Friday, October 14, 2016


          During this past Thanksgiving weekend many of our family members gathered at our house for the annual celebration. We had a great time feasting and visiting and the event went by all too quickly as usual. We did manage to cover a lot of our favourite activities as we shared an abundance of the holiday’s standard treats.

Led by our seven-year-old Grandson, Treyton, who reminded us to share what we were all thankful for by saying he was really thankful for the baby his mom was carrying who would become a little brother or sister to him and his sister Ava. That little gem got the ball rolling as everyone else also shared something they had to be thankful for.

            During the weekend the conversation naturally came around to news items and current events. Hurricane Matthew, Dumbass Trump, the sudden stop to the fall harvest, Brad and Angelina splitting, all sorts of bad news out there dragging us down it is not difficult to find something to be thankful for.

            Our daughter told us that she had stopped listening to the news because it was too distressing. She said it just agitated her so much that she had to stop. Being a working mother of two and having one on the way she has enough balls in the air at any given time that she cannot possibly take on any more stress because the world is going crazy like the news and social media lead us to believe it is.

            Our daughter was on to something, though. I did some reading on the subject of tuning out and during my research I found an article describing the effects of negative or pessimistic headlines and there was some very interesting information in there. In fact, one study showed that, “viewing tragedy in the media has proven to be capable of creating PostTraumaticStressDisorder.”

            Here’s an excerpt from an article I found on the subject: “After the Boston Marathon bombing in April 2013, the University of California, Irvine published a study that assessed the level of stress symptoms affecting people who watched it on television, social media, in print and on the radio. They found that ‘Acute stress symptoms increased with each additional hour of bombing-related media exposure.’ As a result, the U.S. Department of Veteran Affairs Center for PTSD concluded there is a link between watching the news of traumatic events and stress symptoms.”
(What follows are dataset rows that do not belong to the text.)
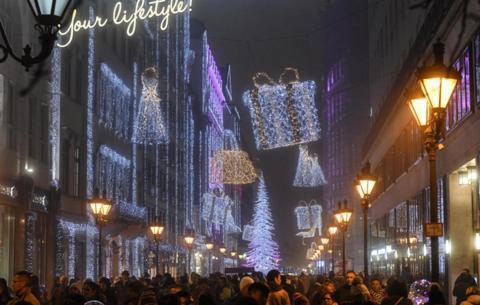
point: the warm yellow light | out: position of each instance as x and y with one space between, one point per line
343 216
324 240
438 90
472 173
463 178
420 109
332 230
100 207
156 229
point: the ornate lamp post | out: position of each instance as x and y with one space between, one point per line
100 208
189 239
222 250
437 83
364 185
332 231
49 15
209 244
342 216
157 230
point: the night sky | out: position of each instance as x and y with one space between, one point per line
268 35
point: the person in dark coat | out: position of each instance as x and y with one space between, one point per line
435 296
462 283
397 294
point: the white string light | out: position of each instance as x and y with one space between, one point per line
308 173
283 114
149 125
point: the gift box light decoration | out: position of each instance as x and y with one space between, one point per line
309 217
283 113
232 165
309 173
149 125
248 232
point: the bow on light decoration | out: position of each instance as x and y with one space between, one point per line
283 113
149 125
217 209
312 251
309 217
232 165
309 173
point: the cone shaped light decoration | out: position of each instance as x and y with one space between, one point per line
232 165
309 173
149 125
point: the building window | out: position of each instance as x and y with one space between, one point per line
31 127
76 172
65 166
11 118
460 104
44 134
476 48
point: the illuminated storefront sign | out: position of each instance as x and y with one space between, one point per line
130 18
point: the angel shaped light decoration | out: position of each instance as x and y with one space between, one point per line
217 209
309 173
149 127
309 218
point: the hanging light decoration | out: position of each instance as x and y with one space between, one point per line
309 217
149 125
232 165
283 113
309 172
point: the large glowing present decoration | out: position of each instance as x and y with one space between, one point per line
248 232
149 125
309 217
284 113
309 173
232 165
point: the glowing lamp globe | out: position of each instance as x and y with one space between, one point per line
472 173
324 240
189 239
156 229
49 12
438 82
366 181
332 230
100 206
420 108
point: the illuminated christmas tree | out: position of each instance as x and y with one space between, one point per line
263 252
149 125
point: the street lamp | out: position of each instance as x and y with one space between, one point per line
364 184
157 230
209 245
342 216
100 208
49 15
437 83
189 238
332 231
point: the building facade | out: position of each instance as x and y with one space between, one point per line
401 206
345 118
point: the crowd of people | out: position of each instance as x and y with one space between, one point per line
218 289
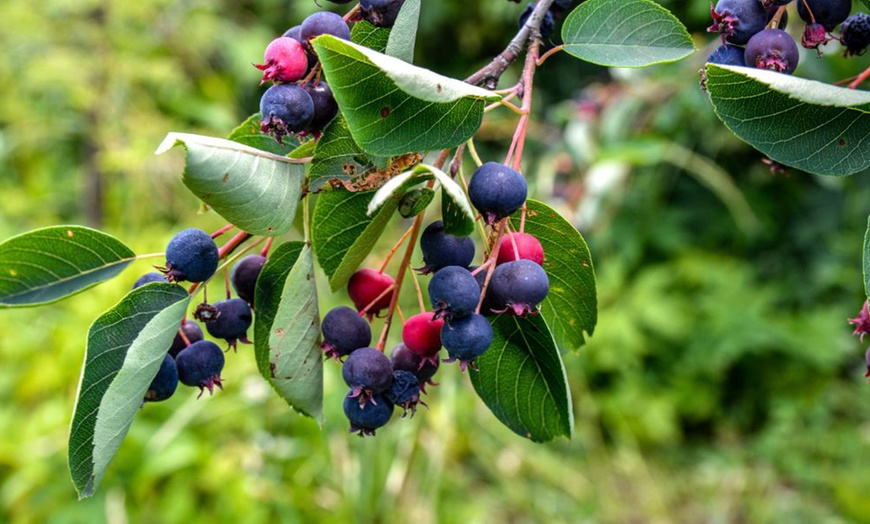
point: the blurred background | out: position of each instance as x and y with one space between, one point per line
722 383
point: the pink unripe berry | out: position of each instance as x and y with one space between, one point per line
284 61
527 246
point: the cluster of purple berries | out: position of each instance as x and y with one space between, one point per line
753 31
192 255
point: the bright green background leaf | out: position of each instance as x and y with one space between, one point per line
126 346
625 33
255 190
571 306
812 126
522 380
48 264
393 107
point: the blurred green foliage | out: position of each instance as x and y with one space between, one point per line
721 384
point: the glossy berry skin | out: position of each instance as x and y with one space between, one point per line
325 106
855 34
193 333
527 246
244 276
466 338
381 13
829 13
737 20
422 334
496 190
323 23
453 292
200 365
364 420
285 109
343 332
191 255
164 383
232 322
441 250
519 286
772 49
365 286
727 55
285 60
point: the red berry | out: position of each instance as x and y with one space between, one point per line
367 285
528 248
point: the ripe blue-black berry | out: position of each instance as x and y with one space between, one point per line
381 13
727 55
855 34
191 331
772 49
285 109
518 286
164 383
829 13
454 292
442 250
404 391
232 322
200 365
737 20
191 255
244 276
366 419
343 332
367 371
285 60
147 278
496 190
466 338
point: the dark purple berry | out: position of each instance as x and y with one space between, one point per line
200 365
855 34
191 331
518 286
232 322
772 49
404 391
147 278
442 250
737 20
381 13
365 419
325 106
164 383
343 332
496 190
244 276
454 292
191 255
829 13
466 338
367 371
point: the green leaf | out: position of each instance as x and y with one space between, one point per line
522 380
126 346
287 328
625 33
404 32
571 306
812 126
248 133
393 107
45 265
343 233
256 190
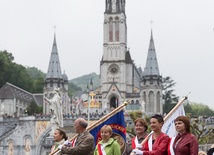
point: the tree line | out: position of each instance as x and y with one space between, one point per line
32 79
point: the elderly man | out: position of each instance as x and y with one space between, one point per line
83 144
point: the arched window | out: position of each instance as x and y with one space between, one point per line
110 30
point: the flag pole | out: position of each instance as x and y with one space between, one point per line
98 122
165 118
            So she’s right-cut out the news coverage and you’ll lessen your stress level. I prefer to stay somewhat engaged but not overwhelmed but that’s a fine line, too, especially on the internet where one article leads you to another article which leads you to another article.

            Thankfully we are merely observers of many of the scarier events going on in the world around us and we remain somewhat insulated and isolated from a lot of the world’s woes back here in our little neck of the woods. Humans are hard-wired to be empathetic, though, so no matter how isolated we feel we cannot help ourselves from being affected by other people’s strife. It’s humanity.

            If you’re looking to lower the stress in your life, (and, really, who isn’t?), then simply lower or remove the negative current events you expose yourself to and it would be a good start.

“The greatest weapon against stress is our ability to choose one thought over another.”-William James (1842-1910).